If the clone of the column, which lay recumbent in the factory as though inside a darkroom, belongs to the category of ruins in reverse, the original column erected in Târgu Jiu might be seen as an a posteriori monument to the end of industrial work, for which the concomitance of the early stages of Stakhanovism (1935) and the construction of the Endless Column (1937) already served as a prelude.

The photographs of Sinea, which continue the series found in the Tableau de chasse (2010), reveal Brancusi’s Romanian hinterland in which several entities emerge:

• The world of metal and Central Mining Workshops of Petrosani (ACP), where in 1937 the Endless Column was built, as well as its clone in 2001.

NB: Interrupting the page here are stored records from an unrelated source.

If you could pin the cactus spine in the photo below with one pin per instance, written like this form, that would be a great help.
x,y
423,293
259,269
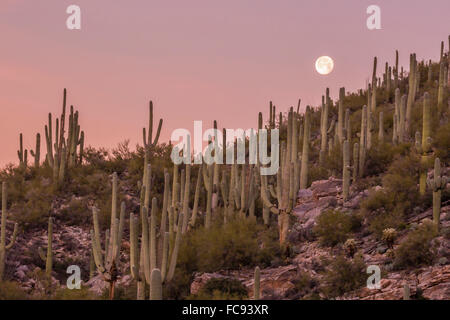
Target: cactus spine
x,y
437,184
3,246
256,286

• The world of coal in the neighboring city of Petrila, whose mine shaft descends nearly a kilometer below ground like a reverse negative of the Endless Column.

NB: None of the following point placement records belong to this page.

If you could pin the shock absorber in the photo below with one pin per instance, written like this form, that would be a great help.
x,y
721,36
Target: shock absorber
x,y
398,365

• The world of stone in the Jiu Valley and the railway line Bumbesti – Livezeni which was the great patriotic and monumental undertaking of communist Romania (1948).

• The world of wood and vernacular architecture in the countryside near Târgu Jiu and Brancusi’s home village, Hobita, at the foot of the Carpathians.

Gilles Saussier transforms his journey through each of these entities into a visit to the studio of a sculptor; one whose activity would match that of the Jiu River and its meanders which form the liquid backbone of Brancusi’s hinterland. These entities are also monads from which to contemplate the repercussions of the Romanian revolution: the 1990-1991 Mineriada, when Jiu miners marched on Bucharest to attack the forces of democracy; the ruin and closure of mining and industrial sites since 1997; the decline of the popular figures of working-class aristocracy (miners, metal and railway workers).

In opposition to a world artificially divided between fact and fiction, Sinea undertakes a quest to capture the hidden essence of beings and things, a pursuit dear to Constantin Brancusi. The presence of something just short of reality, revealed by directly incising the documentary material. In Romanian, Sinea means the quiddity of things.